Cherreads

Chapter 85 - Chapter 84 — Cleanup, Chessboards, and Quiet Costs

Cities rarely sighed in relief.

They groaned.

They staggered.

They remembered.

And this city… remembered Malvane.

The cathedral no longer thrummed with stolen faith. The oppressive wrongness had lifted, leaving behind silence. An uncomfortable, echoing kind, full of the knowledge that terrible things had happened and far more terrible things had been prevented only at the last possible moment.

People gathered. They stared. They whispered.

They tried to understand.

They failed.

But word spread anyway.

Not all of it true.

Enough of it close enough to the truth.

---

Aureline did not waste time.

Her heels clicked steadily along polished floors as she spoke to a waiting council, attendants, and several very alarmed officials. Not frantic. Not panicked. Purposeful.
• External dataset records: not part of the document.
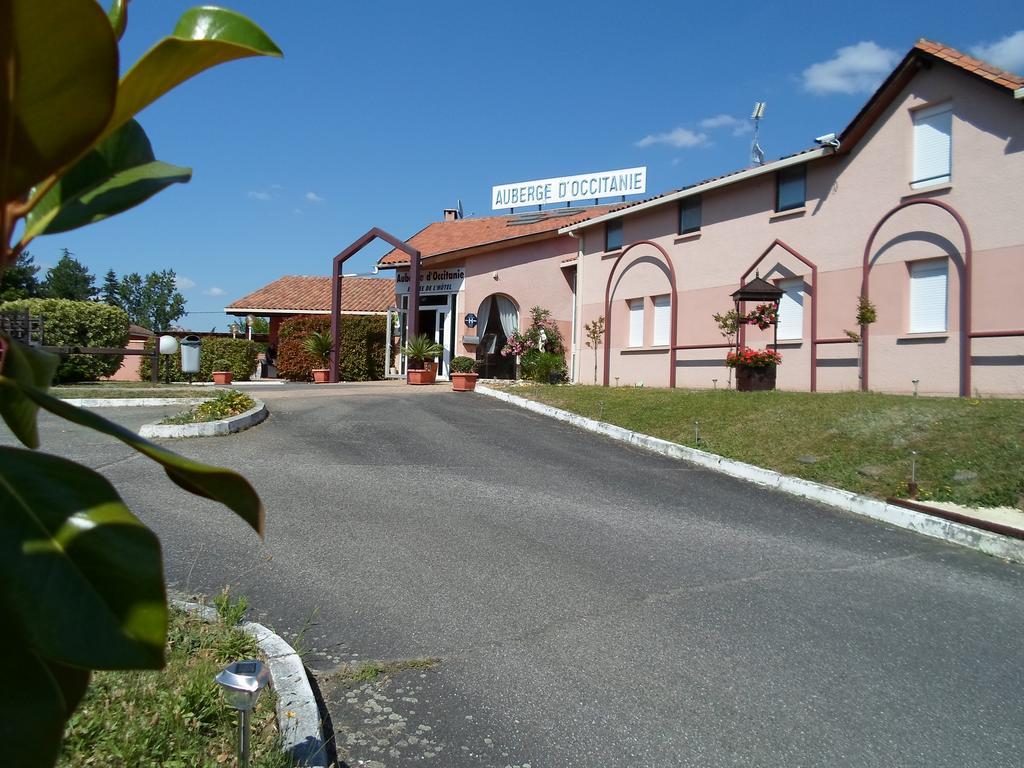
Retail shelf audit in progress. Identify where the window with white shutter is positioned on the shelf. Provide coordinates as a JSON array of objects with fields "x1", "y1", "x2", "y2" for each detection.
[
  {"x1": 909, "y1": 259, "x2": 949, "y2": 334},
  {"x1": 629, "y1": 299, "x2": 643, "y2": 347},
  {"x1": 651, "y1": 294, "x2": 672, "y2": 346},
  {"x1": 778, "y1": 278, "x2": 804, "y2": 341},
  {"x1": 910, "y1": 102, "x2": 953, "y2": 189}
]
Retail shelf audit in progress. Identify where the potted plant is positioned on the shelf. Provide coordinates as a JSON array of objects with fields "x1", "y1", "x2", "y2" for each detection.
[
  {"x1": 451, "y1": 354, "x2": 478, "y2": 392},
  {"x1": 211, "y1": 357, "x2": 233, "y2": 384},
  {"x1": 725, "y1": 347, "x2": 782, "y2": 392},
  {"x1": 401, "y1": 334, "x2": 444, "y2": 384},
  {"x1": 302, "y1": 331, "x2": 334, "y2": 384}
]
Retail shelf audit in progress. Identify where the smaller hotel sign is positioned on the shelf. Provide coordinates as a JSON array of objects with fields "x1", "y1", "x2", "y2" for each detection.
[
  {"x1": 490, "y1": 167, "x2": 647, "y2": 210},
  {"x1": 394, "y1": 266, "x2": 466, "y2": 296}
]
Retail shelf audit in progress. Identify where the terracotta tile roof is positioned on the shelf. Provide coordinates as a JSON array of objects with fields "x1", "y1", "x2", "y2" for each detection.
[
  {"x1": 913, "y1": 38, "x2": 1024, "y2": 90},
  {"x1": 378, "y1": 204, "x2": 624, "y2": 266},
  {"x1": 224, "y1": 274, "x2": 394, "y2": 312}
]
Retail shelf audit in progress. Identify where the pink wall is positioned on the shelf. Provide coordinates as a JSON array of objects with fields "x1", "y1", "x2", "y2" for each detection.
[{"x1": 575, "y1": 65, "x2": 1024, "y2": 395}]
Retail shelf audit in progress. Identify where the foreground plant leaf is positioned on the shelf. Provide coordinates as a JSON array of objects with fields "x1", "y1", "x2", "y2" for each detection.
[
  {"x1": 0, "y1": 447, "x2": 167, "y2": 669},
  {"x1": 0, "y1": 0, "x2": 118, "y2": 204},
  {"x1": 106, "y1": 7, "x2": 282, "y2": 133},
  {"x1": 0, "y1": 334, "x2": 60, "y2": 447},
  {"x1": 0, "y1": 376, "x2": 265, "y2": 537},
  {"x1": 24, "y1": 120, "x2": 191, "y2": 240}
]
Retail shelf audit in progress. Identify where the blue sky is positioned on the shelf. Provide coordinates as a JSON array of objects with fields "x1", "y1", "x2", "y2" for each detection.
[{"x1": 44, "y1": 0, "x2": 1024, "y2": 330}]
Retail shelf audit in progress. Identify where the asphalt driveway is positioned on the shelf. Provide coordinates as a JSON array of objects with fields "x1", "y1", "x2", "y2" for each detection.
[{"x1": 9, "y1": 385, "x2": 1024, "y2": 768}]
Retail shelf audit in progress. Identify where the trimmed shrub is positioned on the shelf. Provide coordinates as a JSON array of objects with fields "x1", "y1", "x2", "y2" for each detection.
[
  {"x1": 278, "y1": 314, "x2": 387, "y2": 381},
  {"x1": 138, "y1": 334, "x2": 258, "y2": 381},
  {"x1": 0, "y1": 299, "x2": 128, "y2": 382}
]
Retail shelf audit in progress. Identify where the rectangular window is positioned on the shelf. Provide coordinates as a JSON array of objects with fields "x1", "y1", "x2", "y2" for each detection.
[
  {"x1": 775, "y1": 165, "x2": 807, "y2": 211},
  {"x1": 629, "y1": 299, "x2": 643, "y2": 347},
  {"x1": 910, "y1": 102, "x2": 953, "y2": 189},
  {"x1": 679, "y1": 196, "x2": 700, "y2": 234},
  {"x1": 778, "y1": 278, "x2": 804, "y2": 341},
  {"x1": 604, "y1": 219, "x2": 623, "y2": 251},
  {"x1": 650, "y1": 294, "x2": 672, "y2": 347},
  {"x1": 909, "y1": 259, "x2": 949, "y2": 334}
]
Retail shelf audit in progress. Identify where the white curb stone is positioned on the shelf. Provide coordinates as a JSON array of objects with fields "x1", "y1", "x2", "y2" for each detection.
[
  {"x1": 138, "y1": 397, "x2": 267, "y2": 437},
  {"x1": 172, "y1": 600, "x2": 328, "y2": 768},
  {"x1": 476, "y1": 384, "x2": 1024, "y2": 563}
]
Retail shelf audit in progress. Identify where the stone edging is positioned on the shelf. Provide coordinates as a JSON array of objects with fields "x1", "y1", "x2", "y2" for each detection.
[
  {"x1": 138, "y1": 397, "x2": 267, "y2": 437},
  {"x1": 171, "y1": 600, "x2": 328, "y2": 768},
  {"x1": 476, "y1": 384, "x2": 1024, "y2": 563}
]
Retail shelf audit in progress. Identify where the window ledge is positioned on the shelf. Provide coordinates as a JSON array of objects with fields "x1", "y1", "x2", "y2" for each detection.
[
  {"x1": 672, "y1": 231, "x2": 700, "y2": 243},
  {"x1": 900, "y1": 181, "x2": 953, "y2": 201},
  {"x1": 768, "y1": 206, "x2": 807, "y2": 221}
]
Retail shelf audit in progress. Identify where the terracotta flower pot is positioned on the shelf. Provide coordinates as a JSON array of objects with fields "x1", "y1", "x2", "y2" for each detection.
[
  {"x1": 736, "y1": 366, "x2": 776, "y2": 392},
  {"x1": 452, "y1": 372, "x2": 479, "y2": 392}
]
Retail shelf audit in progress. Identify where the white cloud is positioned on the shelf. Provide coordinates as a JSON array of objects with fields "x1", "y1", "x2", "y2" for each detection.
[
  {"x1": 804, "y1": 40, "x2": 899, "y2": 95},
  {"x1": 971, "y1": 30, "x2": 1024, "y2": 73},
  {"x1": 637, "y1": 128, "x2": 708, "y2": 147}
]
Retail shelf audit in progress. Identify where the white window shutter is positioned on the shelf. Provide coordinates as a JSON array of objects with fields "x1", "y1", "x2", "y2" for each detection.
[
  {"x1": 651, "y1": 294, "x2": 672, "y2": 346},
  {"x1": 630, "y1": 299, "x2": 643, "y2": 347},
  {"x1": 778, "y1": 278, "x2": 804, "y2": 341},
  {"x1": 910, "y1": 261, "x2": 949, "y2": 334},
  {"x1": 910, "y1": 104, "x2": 953, "y2": 187}
]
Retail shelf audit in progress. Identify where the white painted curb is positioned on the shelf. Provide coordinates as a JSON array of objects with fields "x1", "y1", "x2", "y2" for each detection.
[
  {"x1": 476, "y1": 384, "x2": 1024, "y2": 563},
  {"x1": 171, "y1": 600, "x2": 328, "y2": 768},
  {"x1": 61, "y1": 397, "x2": 210, "y2": 408},
  {"x1": 138, "y1": 397, "x2": 267, "y2": 437}
]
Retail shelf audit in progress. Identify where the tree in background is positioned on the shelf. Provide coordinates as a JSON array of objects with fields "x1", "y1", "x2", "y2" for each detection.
[
  {"x1": 99, "y1": 269, "x2": 121, "y2": 306},
  {"x1": 40, "y1": 248, "x2": 96, "y2": 301},
  {"x1": 0, "y1": 251, "x2": 39, "y2": 302},
  {"x1": 115, "y1": 269, "x2": 185, "y2": 331}
]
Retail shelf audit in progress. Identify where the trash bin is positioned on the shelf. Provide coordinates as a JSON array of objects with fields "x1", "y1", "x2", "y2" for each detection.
[{"x1": 181, "y1": 336, "x2": 199, "y2": 374}]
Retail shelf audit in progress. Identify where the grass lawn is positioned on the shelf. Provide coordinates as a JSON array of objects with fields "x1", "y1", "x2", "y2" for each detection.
[
  {"x1": 509, "y1": 385, "x2": 1024, "y2": 507},
  {"x1": 57, "y1": 609, "x2": 288, "y2": 768}
]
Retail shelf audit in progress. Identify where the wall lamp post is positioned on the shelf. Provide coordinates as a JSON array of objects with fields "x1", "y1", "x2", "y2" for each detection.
[{"x1": 214, "y1": 658, "x2": 270, "y2": 768}]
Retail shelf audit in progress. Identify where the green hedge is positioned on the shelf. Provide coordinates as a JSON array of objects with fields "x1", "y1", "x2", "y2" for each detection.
[
  {"x1": 278, "y1": 314, "x2": 387, "y2": 381},
  {"x1": 138, "y1": 336, "x2": 259, "y2": 381},
  {"x1": 0, "y1": 299, "x2": 128, "y2": 382}
]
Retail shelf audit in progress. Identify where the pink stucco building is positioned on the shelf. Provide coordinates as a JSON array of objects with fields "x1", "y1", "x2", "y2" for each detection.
[{"x1": 380, "y1": 41, "x2": 1024, "y2": 396}]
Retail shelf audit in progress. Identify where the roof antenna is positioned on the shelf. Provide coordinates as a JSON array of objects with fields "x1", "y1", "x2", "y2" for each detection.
[{"x1": 751, "y1": 101, "x2": 765, "y2": 165}]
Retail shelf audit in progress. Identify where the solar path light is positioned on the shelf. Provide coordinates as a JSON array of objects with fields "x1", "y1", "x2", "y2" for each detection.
[{"x1": 214, "y1": 658, "x2": 270, "y2": 768}]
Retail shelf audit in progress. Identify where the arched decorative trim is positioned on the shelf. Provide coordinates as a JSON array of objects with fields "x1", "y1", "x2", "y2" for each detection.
[
  {"x1": 739, "y1": 239, "x2": 818, "y2": 392},
  {"x1": 860, "y1": 198, "x2": 973, "y2": 397},
  {"x1": 604, "y1": 240, "x2": 679, "y2": 388}
]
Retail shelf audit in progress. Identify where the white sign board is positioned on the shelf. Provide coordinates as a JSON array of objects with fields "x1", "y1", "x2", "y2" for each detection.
[
  {"x1": 490, "y1": 166, "x2": 647, "y2": 210},
  {"x1": 393, "y1": 266, "x2": 466, "y2": 296}
]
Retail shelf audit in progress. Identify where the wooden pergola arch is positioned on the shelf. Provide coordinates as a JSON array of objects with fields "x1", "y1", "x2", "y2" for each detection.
[
  {"x1": 331, "y1": 226, "x2": 420, "y2": 384},
  {"x1": 604, "y1": 240, "x2": 679, "y2": 388},
  {"x1": 860, "y1": 198, "x2": 973, "y2": 397}
]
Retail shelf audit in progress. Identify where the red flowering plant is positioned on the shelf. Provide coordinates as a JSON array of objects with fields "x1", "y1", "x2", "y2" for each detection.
[
  {"x1": 725, "y1": 347, "x2": 782, "y2": 368},
  {"x1": 743, "y1": 304, "x2": 778, "y2": 331}
]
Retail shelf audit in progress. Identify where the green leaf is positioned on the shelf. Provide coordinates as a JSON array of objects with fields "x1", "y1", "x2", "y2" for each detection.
[
  {"x1": 24, "y1": 120, "x2": 191, "y2": 239},
  {"x1": 0, "y1": 638, "x2": 89, "y2": 768},
  {"x1": 0, "y1": 447, "x2": 167, "y2": 670},
  {"x1": 106, "y1": 0, "x2": 128, "y2": 40},
  {"x1": 0, "y1": 0, "x2": 118, "y2": 204},
  {"x1": 0, "y1": 334, "x2": 60, "y2": 447},
  {"x1": 108, "y1": 7, "x2": 282, "y2": 137},
  {"x1": 0, "y1": 376, "x2": 265, "y2": 537}
]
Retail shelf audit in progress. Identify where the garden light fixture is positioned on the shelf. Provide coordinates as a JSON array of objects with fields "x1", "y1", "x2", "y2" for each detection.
[{"x1": 214, "y1": 658, "x2": 270, "y2": 768}]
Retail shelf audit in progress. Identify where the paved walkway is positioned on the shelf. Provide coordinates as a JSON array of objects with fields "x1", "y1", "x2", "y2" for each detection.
[{"x1": 14, "y1": 385, "x2": 1024, "y2": 768}]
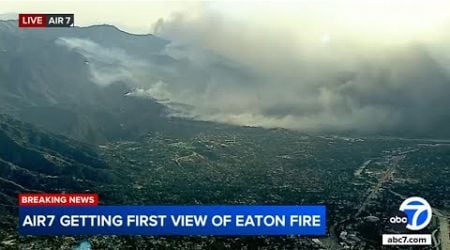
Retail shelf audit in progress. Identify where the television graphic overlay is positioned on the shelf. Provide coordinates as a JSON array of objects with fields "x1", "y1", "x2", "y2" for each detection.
[
  {"x1": 383, "y1": 196, "x2": 433, "y2": 245},
  {"x1": 0, "y1": 0, "x2": 450, "y2": 250}
]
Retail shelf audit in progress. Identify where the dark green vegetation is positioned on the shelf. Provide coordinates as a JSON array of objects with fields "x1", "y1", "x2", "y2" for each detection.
[
  {"x1": 0, "y1": 22, "x2": 450, "y2": 249},
  {"x1": 1, "y1": 115, "x2": 450, "y2": 249}
]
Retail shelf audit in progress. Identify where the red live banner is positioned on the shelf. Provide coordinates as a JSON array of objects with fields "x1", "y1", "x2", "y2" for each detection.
[
  {"x1": 19, "y1": 13, "x2": 74, "y2": 28},
  {"x1": 19, "y1": 14, "x2": 47, "y2": 28},
  {"x1": 19, "y1": 193, "x2": 98, "y2": 206}
]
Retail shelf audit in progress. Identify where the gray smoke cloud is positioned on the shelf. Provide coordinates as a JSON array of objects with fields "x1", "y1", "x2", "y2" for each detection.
[
  {"x1": 150, "y1": 10, "x2": 450, "y2": 136},
  {"x1": 58, "y1": 9, "x2": 450, "y2": 136}
]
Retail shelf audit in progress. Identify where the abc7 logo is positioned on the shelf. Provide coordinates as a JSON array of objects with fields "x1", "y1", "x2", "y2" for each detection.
[{"x1": 388, "y1": 197, "x2": 432, "y2": 231}]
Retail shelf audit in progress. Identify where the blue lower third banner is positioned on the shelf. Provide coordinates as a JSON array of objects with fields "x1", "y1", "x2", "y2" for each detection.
[{"x1": 19, "y1": 205, "x2": 326, "y2": 236}]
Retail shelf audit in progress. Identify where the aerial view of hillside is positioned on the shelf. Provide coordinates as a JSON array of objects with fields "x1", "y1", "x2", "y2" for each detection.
[{"x1": 0, "y1": 0, "x2": 450, "y2": 250}]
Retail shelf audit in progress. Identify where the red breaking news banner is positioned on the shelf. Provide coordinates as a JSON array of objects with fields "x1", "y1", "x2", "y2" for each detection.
[{"x1": 19, "y1": 193, "x2": 98, "y2": 206}]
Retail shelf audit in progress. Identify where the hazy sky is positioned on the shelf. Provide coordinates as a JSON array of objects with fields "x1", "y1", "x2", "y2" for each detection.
[
  {"x1": 0, "y1": 0, "x2": 450, "y2": 135},
  {"x1": 0, "y1": 0, "x2": 450, "y2": 42}
]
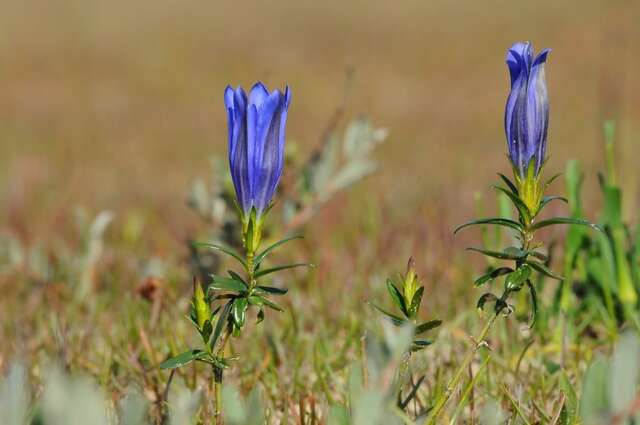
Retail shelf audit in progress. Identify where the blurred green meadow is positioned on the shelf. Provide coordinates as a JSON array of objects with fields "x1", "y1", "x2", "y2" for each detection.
[{"x1": 0, "y1": 0, "x2": 640, "y2": 424}]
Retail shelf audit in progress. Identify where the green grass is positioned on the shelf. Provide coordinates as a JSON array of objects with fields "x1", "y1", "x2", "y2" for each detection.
[{"x1": 0, "y1": 0, "x2": 640, "y2": 424}]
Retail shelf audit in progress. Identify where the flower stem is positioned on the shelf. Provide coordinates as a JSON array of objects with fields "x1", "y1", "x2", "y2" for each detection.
[
  {"x1": 213, "y1": 366, "x2": 222, "y2": 425},
  {"x1": 424, "y1": 312, "x2": 499, "y2": 425}
]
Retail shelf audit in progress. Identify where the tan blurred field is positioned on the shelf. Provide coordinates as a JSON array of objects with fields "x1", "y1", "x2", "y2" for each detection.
[
  {"x1": 0, "y1": 0, "x2": 640, "y2": 420},
  {"x1": 0, "y1": 0, "x2": 640, "y2": 233}
]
Malvane was handled. Faith stability restored. Catastrophe avoided.

Now came the important work.

Owning the narrative.

"We will support the clergy," Aureline declared. "The innocent. The frightened. The ones who doubted but did not fall. Our stance will be benevolence. Compassion. Stability."

She smiled.

It was not kind.

"But the Church as an institution? We do not move against it openly. We do not challenge belief. We challenge corruption. Carefully. Precisely. We name rot without burning the tree."

Her advisors nodded.

This wasn't charity.

This was strategy.

Power had shifted today. And Aureline intended to make sure it shifted in the direction most beneficial to… well…

Her.

But not at the city's expense.

She did still care.

Mostly.

…Probably.

---

Varros reacted very differently.

He lounged.

Elegant, amused, sipping something expensive while watching a shaken city from his elevated vantage point, as if reality itself were a play put on for his private entertainment.

"Well," he drawled lazily, "that was spectacularly horrifying."

A servant trembled as Varros casually flicked a playing piece on a game board beside him.

"Malvane overreached. And was corrected," he mused. "A shame. He could have been useful."

He smirked slightly.

"Now everyone knows he was a fraud, a tyrant, and an absolute cautionary tale. Deliciously inconvenient for the Church, useful for certain agendas, and—let's be honest—morbidly fascinating."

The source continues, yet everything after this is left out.